| name | audit-prs |
| description | Parallel per-PR Security audits (v3.11.0+). Fan out independent Security reviews across 2+ branches, classify each as SIMPLE or COMPLEX, aggregate results into the review queue. Use before merging any parallel Engineer branches. |
Audit PRs Skill
When to Use
- User runs
/audit-prs branch1 branch2 [branchN]
- User runs
/audit-prs --auto to detect all branches ahead of main
- 2+ Engineer branches are ready for review before merge
Step 1: Resolve Branches
If --auto: Find all branches with commits not yet on main:
git branch --format='%(refname:short)' | while read b; do
count=$(git log --oneline main.."$b" 2>/dev/null | wc -l)
[ "$count" -gt 0 ] && echo "$b ($count commits)"
done
If branch names provided: Use the list directly.
Step 2: Validate Each Branch
Reject any branch that fails these checks (report error, skip that branch):
- Branch exists locally (
git rev-parse --verify <branch>)
- Has commits ahead of main (
git log main..<branch> --oneline is non-empty)
- Commits use BDR format headers (Business / Decision / Rationale)
- Branch name is valid (no special characters)
Report validation results:
Validating branches...
✅ feature/checkout-spinner — 2 commits, BDR verified
✅ feature/jwt-rotation — 3 commits, BDR verified
❌ feature/old-work — 0 commits ahead of main (skipped)
Step 3: Spawn Parallel Security Audits
Use the Agent tool to spawn one Security subagent per valid branch simultaneously (all in a single response, not sequentially).
Pass each Security agent only file paths — never implementation details, commit messages, or summaries. Anti-bias rule: Security must audit cold.
Per-agent prompt structure:
You are running a per-PR Security audit on branch: [branch-name]
Files changed vs main:
[output of: git diff main..[branch] --name-only]
Full diff:
[output of: git diff main..[branch]]
Run a full security audit per .claude/skills/security-audit/SKILL.md.
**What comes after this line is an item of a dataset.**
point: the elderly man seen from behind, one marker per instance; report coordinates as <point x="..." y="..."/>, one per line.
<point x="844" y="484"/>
Classify the result as SIMPLE or COMPLEX per .agents/security-classifier.md.
Save audit report to .agents/audits/PR-[id]-[branch].md.
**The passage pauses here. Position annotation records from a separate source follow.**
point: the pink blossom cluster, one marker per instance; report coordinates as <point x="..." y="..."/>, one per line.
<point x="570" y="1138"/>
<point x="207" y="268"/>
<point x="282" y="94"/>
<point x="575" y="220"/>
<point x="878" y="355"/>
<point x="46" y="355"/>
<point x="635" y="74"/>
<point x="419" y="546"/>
Return: classification, finding count, findings summary, classification reason.
Show dispatch status:
Spawning parallel Security audits...
🔐 Security → feature/checkout-spinner
🔐 Security → feature/jwt-rotation
Step 4: Collect and Classify Results
After all Security subagents return, aggregate results.
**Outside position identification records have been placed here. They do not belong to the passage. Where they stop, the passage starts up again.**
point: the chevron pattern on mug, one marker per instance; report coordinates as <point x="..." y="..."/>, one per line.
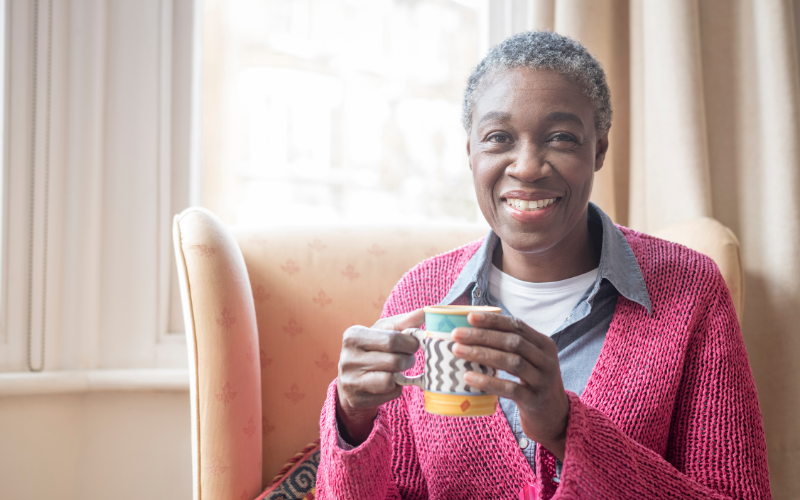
<point x="444" y="372"/>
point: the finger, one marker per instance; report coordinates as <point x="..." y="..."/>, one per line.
<point x="363" y="399"/>
<point x="502" y="341"/>
<point x="493" y="385"/>
<point x="493" y="321"/>
<point x="370" y="339"/>
<point x="413" y="319"/>
<point x="377" y="361"/>
<point x="377" y="383"/>
<point x="500" y="360"/>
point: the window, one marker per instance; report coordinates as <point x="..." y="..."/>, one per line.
<point x="323" y="111"/>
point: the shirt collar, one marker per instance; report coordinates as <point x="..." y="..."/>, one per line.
<point x="618" y="265"/>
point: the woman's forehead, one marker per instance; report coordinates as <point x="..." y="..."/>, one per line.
<point x="524" y="90"/>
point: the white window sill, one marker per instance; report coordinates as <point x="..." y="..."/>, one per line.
<point x="60" y="382"/>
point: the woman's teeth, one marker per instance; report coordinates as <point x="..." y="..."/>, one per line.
<point x="529" y="206"/>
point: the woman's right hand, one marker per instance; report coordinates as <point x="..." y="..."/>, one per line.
<point x="370" y="358"/>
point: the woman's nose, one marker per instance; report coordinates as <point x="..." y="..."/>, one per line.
<point x="528" y="164"/>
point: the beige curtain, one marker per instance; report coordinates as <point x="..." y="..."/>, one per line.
<point x="707" y="123"/>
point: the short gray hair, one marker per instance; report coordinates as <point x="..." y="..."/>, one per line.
<point x="544" y="50"/>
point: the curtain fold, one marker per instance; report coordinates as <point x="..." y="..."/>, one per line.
<point x="706" y="97"/>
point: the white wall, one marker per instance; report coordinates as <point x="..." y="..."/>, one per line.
<point x="95" y="446"/>
<point x="107" y="141"/>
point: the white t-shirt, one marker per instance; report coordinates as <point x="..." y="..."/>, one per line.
<point x="542" y="306"/>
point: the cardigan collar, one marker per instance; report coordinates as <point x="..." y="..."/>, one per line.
<point x="618" y="266"/>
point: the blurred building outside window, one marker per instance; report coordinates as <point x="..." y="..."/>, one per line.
<point x="337" y="111"/>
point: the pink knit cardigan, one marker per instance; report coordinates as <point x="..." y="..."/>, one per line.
<point x="670" y="411"/>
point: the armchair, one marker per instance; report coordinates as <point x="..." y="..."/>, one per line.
<point x="264" y="313"/>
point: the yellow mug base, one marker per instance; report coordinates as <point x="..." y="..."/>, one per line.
<point x="459" y="405"/>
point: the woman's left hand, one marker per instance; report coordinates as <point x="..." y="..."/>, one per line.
<point x="508" y="344"/>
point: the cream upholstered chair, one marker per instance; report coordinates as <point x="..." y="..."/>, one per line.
<point x="265" y="311"/>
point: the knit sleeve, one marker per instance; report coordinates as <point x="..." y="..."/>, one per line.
<point x="716" y="446"/>
<point x="385" y="466"/>
<point x="382" y="467"/>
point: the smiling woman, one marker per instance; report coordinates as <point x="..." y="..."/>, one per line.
<point x="618" y="355"/>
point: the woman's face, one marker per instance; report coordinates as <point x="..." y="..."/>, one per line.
<point x="533" y="139"/>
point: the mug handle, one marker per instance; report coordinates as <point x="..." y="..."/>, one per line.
<point x="401" y="379"/>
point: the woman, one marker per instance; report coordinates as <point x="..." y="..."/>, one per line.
<point x="641" y="390"/>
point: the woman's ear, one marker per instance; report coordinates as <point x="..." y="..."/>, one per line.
<point x="600" y="151"/>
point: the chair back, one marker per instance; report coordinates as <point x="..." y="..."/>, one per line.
<point x="273" y="304"/>
<point x="265" y="311"/>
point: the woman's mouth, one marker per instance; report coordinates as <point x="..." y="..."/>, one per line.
<point x="530" y="206"/>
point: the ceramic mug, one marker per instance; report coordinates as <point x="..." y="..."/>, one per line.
<point x="446" y="393"/>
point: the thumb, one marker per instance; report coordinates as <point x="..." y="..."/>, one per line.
<point x="413" y="319"/>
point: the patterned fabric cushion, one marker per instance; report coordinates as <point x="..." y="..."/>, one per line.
<point x="298" y="478"/>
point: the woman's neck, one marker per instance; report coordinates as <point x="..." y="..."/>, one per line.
<point x="576" y="254"/>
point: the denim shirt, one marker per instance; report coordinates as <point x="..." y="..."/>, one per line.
<point x="580" y="338"/>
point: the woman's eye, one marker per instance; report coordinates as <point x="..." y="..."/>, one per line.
<point x="562" y="138"/>
<point x="498" y="138"/>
SIMPLE (auto-landable if enabled): No findings, no sensitive code paths (auth, payments, secrets, migrations), small diff (≤50 lines), BDR headers verified.
COMPLEX (requires human review): Any security finding, OR touches auth/payments/secrets/migrations/permissions, OR large diff (>50 lines), OR missing BDR headers.
See .agents/security-classifier.md for full classification criteria.
Step 5: Update state.json
Append to review_queue:
"review_queue": {
"auto_land_candidates": [
{ "branch": "feature/checkout-spinner", "classification": "SIMPLE", "audit": ".agents/audits/PR-1-checkout-spinner.md" }
],
"human_review": [
{ "branch": "feature/jwt-rotation", "classification": "COMPLEX", "reason": "touches auth + migrations", "audit": ".agents/audits/PR-2-jwt-rotation.md" }
]
}
Step 6: Print Summary
Results:
✅ feature/checkout-spinner — SIMPLE
0 findings | no sensitive paths | 35 lines | BDR verified
→ auto_land_candidates
⚠️ feature/jwt-rotation — COMPLEX
0 findings | touches auth + migrations + secrets
→ human_review (reason: sensitive code paths)
Summary: [N] SIMPLE / [N] COMPLEX
Full audit reports: .agents/audits/
Next steps:
SIMPLE branches → push and merge (or auto-land if enabled in .agents/security-classifier.config.json)
COMPLEX branches → review .agents/audits/ before merging
Safety Properties
- No merges —
/audit-prs classifies only. Merging is always a separate, explicit human step.
- No remote actions — all operations are read-only (git diff, git log). No pushes.
- Parallel isolation — each Security agent runs independently with its own context.
- Durable audit trail — every report saved to
.agents/audits/. Humans can review and dispute classifications.
- Anti-bias enforced — Security receives only file paths and diffs, never commit messages or implementation summaries.